It's a progress bar whose completion is controlled from a running CUDA kernel compiled with https://numba.pydata.org.
python kernel_progress.py
- The latest Numba master branch
- A Compute Capability 6.0 or greater CUDA GPU (e.g. GTX 1xxx, RTX 2/3xxx, Pascal / Volta / Turing / Ampere Quadro GPUs).
- Linux (Managed Memory in Numba is experimental on Windows, and this use of it seems to crash it).
- ... Maybe other things I forgot to mention.
A managed array visible to both the host and device holds an integer representing current progress:
progress = cuda.managed_array(1, dtype=np.uint64)

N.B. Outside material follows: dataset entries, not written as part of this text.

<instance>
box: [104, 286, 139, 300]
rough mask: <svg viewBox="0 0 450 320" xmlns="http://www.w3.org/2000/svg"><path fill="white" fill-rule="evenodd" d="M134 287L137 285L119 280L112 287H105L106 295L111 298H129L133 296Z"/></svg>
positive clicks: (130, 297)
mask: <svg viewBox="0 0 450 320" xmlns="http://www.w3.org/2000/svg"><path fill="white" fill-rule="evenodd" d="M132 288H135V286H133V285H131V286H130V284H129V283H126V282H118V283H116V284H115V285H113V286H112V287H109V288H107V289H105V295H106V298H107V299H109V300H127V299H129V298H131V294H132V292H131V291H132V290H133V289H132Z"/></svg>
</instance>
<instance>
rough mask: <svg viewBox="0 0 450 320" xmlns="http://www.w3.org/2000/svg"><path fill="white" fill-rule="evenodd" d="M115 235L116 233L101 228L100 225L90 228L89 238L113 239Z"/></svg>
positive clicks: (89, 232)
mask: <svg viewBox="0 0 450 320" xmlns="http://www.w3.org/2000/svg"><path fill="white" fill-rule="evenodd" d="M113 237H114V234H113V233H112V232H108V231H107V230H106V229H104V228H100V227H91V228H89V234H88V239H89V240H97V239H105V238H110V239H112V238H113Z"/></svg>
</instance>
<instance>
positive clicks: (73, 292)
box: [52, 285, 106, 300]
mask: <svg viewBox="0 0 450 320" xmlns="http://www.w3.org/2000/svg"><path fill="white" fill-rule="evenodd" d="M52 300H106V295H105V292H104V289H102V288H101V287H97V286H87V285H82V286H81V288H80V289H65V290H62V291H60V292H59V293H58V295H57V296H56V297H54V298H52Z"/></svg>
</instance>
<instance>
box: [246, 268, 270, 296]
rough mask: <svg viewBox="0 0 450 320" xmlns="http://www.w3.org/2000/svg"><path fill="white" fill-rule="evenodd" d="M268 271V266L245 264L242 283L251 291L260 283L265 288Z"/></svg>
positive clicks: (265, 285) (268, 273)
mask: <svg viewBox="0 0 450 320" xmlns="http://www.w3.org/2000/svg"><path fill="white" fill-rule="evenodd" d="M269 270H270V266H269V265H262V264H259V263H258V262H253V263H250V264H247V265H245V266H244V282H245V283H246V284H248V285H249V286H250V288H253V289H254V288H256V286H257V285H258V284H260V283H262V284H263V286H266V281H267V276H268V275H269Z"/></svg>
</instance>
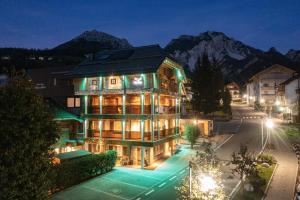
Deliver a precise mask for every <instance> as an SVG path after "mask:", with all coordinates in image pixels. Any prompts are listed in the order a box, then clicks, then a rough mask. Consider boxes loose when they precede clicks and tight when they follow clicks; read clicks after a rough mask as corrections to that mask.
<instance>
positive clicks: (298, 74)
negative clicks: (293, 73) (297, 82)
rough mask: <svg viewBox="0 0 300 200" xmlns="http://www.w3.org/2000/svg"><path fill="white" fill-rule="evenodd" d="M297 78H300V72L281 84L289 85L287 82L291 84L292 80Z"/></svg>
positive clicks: (284, 84)
mask: <svg viewBox="0 0 300 200" xmlns="http://www.w3.org/2000/svg"><path fill="white" fill-rule="evenodd" d="M296 79H300V74H296V75H295V76H293V77H291V78H289V79H288V80H286V81H284V82H282V83H280V85H287V84H289V83H290V82H292V81H294V80H296Z"/></svg>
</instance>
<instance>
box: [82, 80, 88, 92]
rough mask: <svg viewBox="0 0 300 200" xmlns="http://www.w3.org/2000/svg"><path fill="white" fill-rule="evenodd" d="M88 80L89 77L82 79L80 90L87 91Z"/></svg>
mask: <svg viewBox="0 0 300 200" xmlns="http://www.w3.org/2000/svg"><path fill="white" fill-rule="evenodd" d="M86 82H87V78H83V79H82V80H81V84H80V90H81V91H85V90H86Z"/></svg>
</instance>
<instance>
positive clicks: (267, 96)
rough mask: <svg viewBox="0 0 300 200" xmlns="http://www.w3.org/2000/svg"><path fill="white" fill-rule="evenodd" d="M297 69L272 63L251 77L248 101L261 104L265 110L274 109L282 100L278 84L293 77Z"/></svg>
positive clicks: (272, 109) (254, 103)
mask: <svg viewBox="0 0 300 200" xmlns="http://www.w3.org/2000/svg"><path fill="white" fill-rule="evenodd" d="M294 73H295V71H294V70H293V69H290V68H289V67H285V66H282V65H278V64H275V65H272V66H270V67H268V68H266V69H264V70H262V71H260V72H258V73H257V74H255V75H254V76H252V77H251V78H250V79H249V82H248V84H247V103H248V105H251V106H260V107H261V108H262V109H263V110H264V111H268V112H269V111H272V110H273V108H274V106H279V105H280V104H281V102H280V101H279V98H278V86H279V84H280V83H282V82H284V81H286V80H287V79H289V78H291V77H292V76H293V74H294Z"/></svg>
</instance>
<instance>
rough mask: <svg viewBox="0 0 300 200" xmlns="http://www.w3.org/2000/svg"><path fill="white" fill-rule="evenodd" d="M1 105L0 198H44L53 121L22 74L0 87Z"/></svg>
mask: <svg viewBox="0 0 300 200" xmlns="http://www.w3.org/2000/svg"><path fill="white" fill-rule="evenodd" d="M0 105H1V109H0V124H1V126H0V138H1V140H0V199H23V200H27V199H28V200H31V199H47V198H48V191H49V186H50V178H49V171H50V168H51V158H52V157H51V156H52V154H51V153H50V152H51V150H50V146H51V145H52V144H54V143H55V142H56V140H57V138H58V135H57V128H56V123H55V122H54V121H53V120H52V117H51V114H50V112H49V110H48V107H47V106H46V105H45V104H44V102H43V99H42V98H41V97H39V96H37V95H36V93H35V90H34V88H33V86H32V83H31V81H30V80H29V79H28V78H26V77H25V75H24V73H22V74H17V73H13V75H12V76H11V77H10V79H9V81H8V82H7V84H6V85H4V86H2V87H1V88H0Z"/></svg>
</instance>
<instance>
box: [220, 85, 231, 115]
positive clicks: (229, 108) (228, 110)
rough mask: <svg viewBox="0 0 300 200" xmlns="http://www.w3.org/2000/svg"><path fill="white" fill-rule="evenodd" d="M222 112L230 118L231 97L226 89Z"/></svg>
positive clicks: (230, 107)
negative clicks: (222, 111) (222, 109)
mask: <svg viewBox="0 0 300 200" xmlns="http://www.w3.org/2000/svg"><path fill="white" fill-rule="evenodd" d="M222 100H223V111H224V113H226V114H228V115H230V116H231V114H232V113H231V105H230V104H231V95H230V92H229V90H228V88H225V91H224V94H223V98H222Z"/></svg>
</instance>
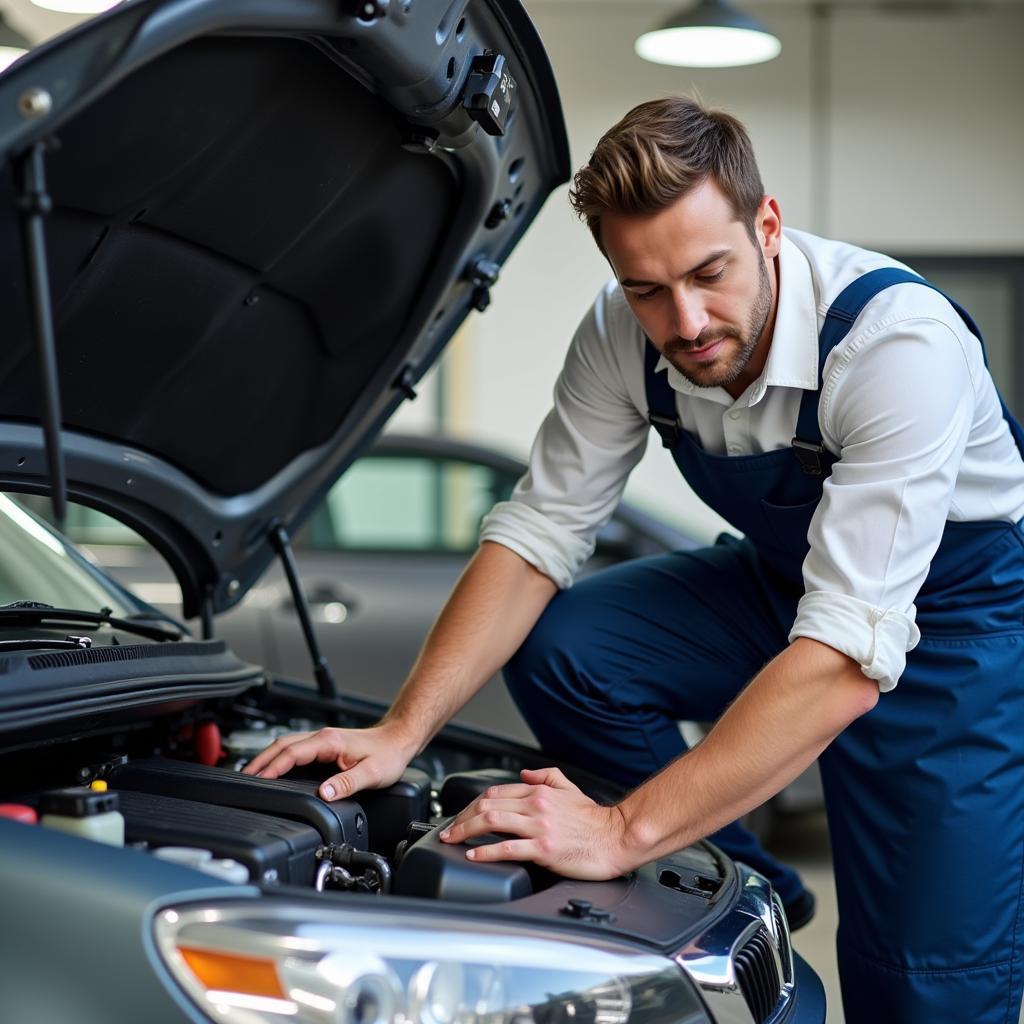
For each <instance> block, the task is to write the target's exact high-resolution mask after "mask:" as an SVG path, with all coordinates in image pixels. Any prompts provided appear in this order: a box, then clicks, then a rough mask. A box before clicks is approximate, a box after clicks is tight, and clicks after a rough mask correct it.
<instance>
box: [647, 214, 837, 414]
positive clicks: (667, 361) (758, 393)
mask: <svg viewBox="0 0 1024 1024" xmlns="http://www.w3.org/2000/svg"><path fill="white" fill-rule="evenodd" d="M778 281H779V286H778V307H777V309H776V310H775V329H774V332H773V334H772V342H771V348H770V349H769V350H768V358H767V360H766V361H765V368H764V370H763V371H762V373H761V376H760V377H759V378H758V379H757V380H756V381H754V383H753V384H751V386H750V387H749V388H748V389H746V390H745V391H744V392H743V393H742V394H741V395H740V396H739V398H737V399H736V403H741V404H744V406H753V404H756V403H757V402H758V401H760V400H761V399H762V398H763V397H764V395H765V392H766V391H767V389H768V388H769V387H797V388H803V389H804V390H806V391H816V390H817V387H818V318H817V298H816V296H815V293H814V282H813V280H812V279H811V267H810V264H809V263H808V262H807V257H806V256H805V255H804V254H803V253H802V252H801V251H800V249H799V248H798V247H797V246H796V245H795V244H794V243H793V242H791V241H790V239H787V238H786V237H785V234H784V233H783V236H782V245H781V248H780V249H779V254H778ZM660 370H666V371H667V372H668V381H669V385H670V386H671V387H672V388H673V389H674V390H676V391H679V392H680V393H681V394H687V395H693V396H694V397H696V398H707V399H709V400H710V401H714V402H717V403H718V404H723V406H731V404H733V399H732V396H731V395H730V394H729V392H728V391H726V390H725V388H721V387H714V388H703V387H697V386H696V385H695V384H693V383H691V382H690V381H688V380H687V379H686V378H685V377H684V376H683V375H682V374H681V373H680V372H679V371H678V370H677V369H676V368H675V367H674V366H673V365H672V364H671V362H669V360H668V359H667V358H666V357H665V356H664V355H662V356H659V357H658V360H657V364H656V365H655V367H654V372H655V373H657V372H658V371H660Z"/></svg>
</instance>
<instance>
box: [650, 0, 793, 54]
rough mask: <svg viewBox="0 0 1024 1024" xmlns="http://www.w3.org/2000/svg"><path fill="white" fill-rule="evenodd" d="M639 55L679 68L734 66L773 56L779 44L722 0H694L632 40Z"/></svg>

The running kernel increments this in a loop (with some sleeping, so it doesn't run too fast):
for i in range(MAX_VAL):
cuda.atomic.inc(progress, 0, MAX_VAL)
cuda.nanosleep(KERNEL_SLEEP)
Simultaneously, the host reads the progress value and updates the progress bar in a loop:
while val < MAX_VAL:
sleep(0.001)
val = progress[0]
bar.goto(val)
Maybe...
- I have not thought hard about synchronization issues between the host and device,
- I have not tested this extensively,
- YMMV!
Maybe not...
- If you're going to, you should probably read and understand Section M.2.2 of the CUDA Programming Guide, which discusses coherency and concurrency of managed memory.
- You should also examine whether this technique has a performance impact,
- and think about whether breaking a long-running kernel launch into multiple shorter kernels would provide a better way of synchronizing progress with the host.